With a Grin – The World of Mammalian Teeth
Food is an absolute necessity. Indeed, we all have to eat to survive. By eating, animals obtain the energy they need to survive from other living organisms. Some animals obtain this energy from eating plants and some by eating other animals. Teeth are important tools for animal survival, as they are the frontline in obtaining energy from the digestive system.
Teeth are the primary tools used by animals to process food, transforming it into a more suitable form for digestion and absorption by the digestive tract. The precise food processing mechanisms are reflected in the teeth of mammals. Mammalian teeth have developed into many forms to allow for the ingestion of many types of foods. For example, the canines of carnivorous mammals can pierce, as well as pull and tear apart, prey. The upper and lower molars are like scissors, efficiently cutting up food. Herbivorous mammals have wide flat molars with connected crowns. The raised ridges along their surface and left to right movement when chewing are used to grind fiber-rich leaves, stems, fruits, and seeds. Omnivorous mammals have blunter canines and raised knob-like molars, which can be used to pulverize and break up food.

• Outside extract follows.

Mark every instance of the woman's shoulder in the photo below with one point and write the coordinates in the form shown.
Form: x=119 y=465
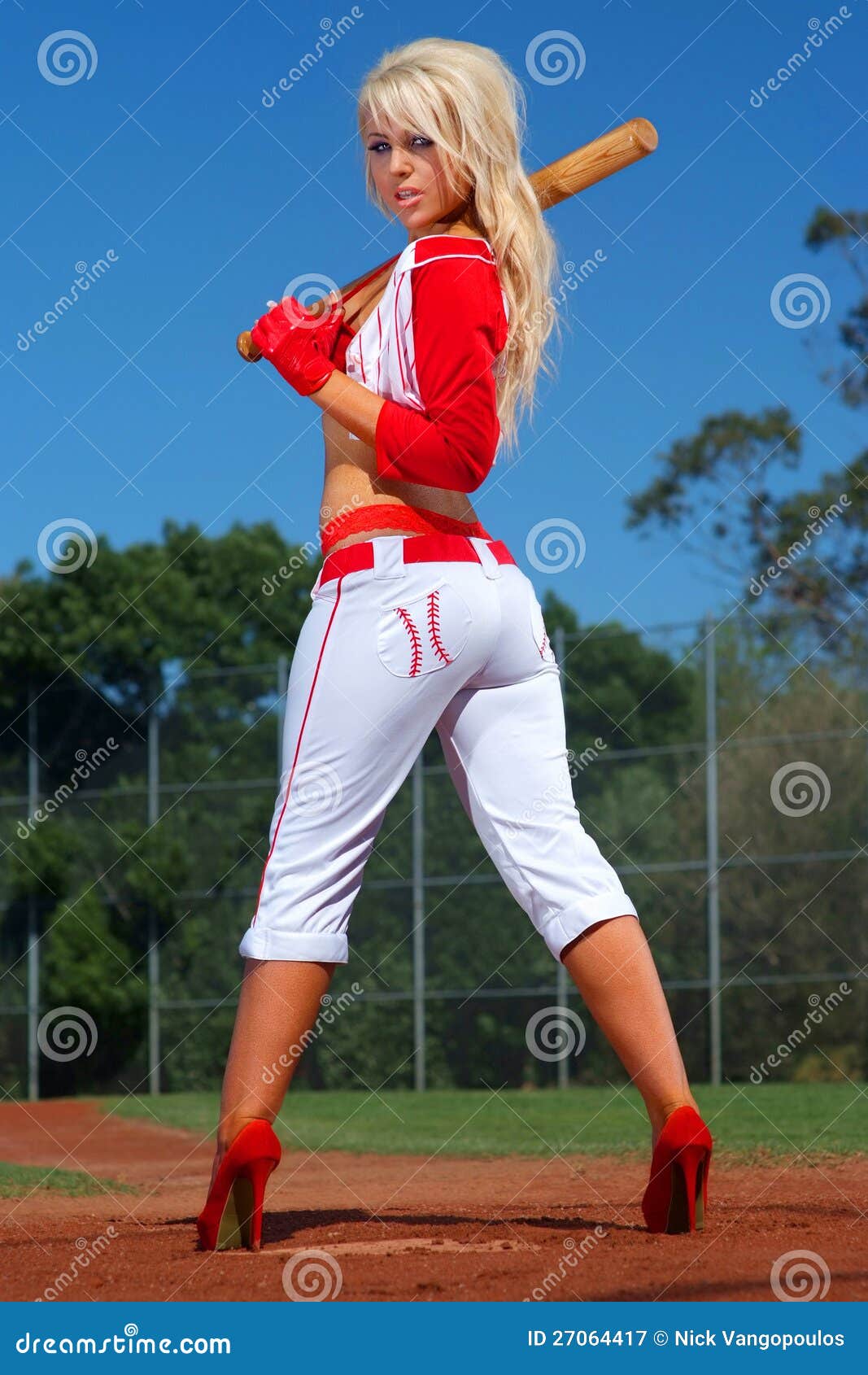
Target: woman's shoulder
x=434 y=247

In this online exhibition, entitled With a Grin – The World of Mammalian Teeth, you can view precious skull fossils of various mammalian species, as well as their tooth morphologies up close. From the relationships between the distinctive shapes of the teeth and feeding habits, we gain insight into how the teeth of carnivores, herbivores, and omnivores are used to pierce, cut, and grind food. In understanding the evolutionary process, important mammalian fossils are those of the carnivorous Megantereon (saber-toothed cat), cave lion, and hyena; the herbivorous three-toed equine, rhinocerotid, Samotherium (giraffe ancestor), Brontotherium, mastodon, and artiodactyl; and the omnivorous cave bear, Kubanochoerus, and wild boar. All of them are presented to you due to the advent of the far-reaching Internet.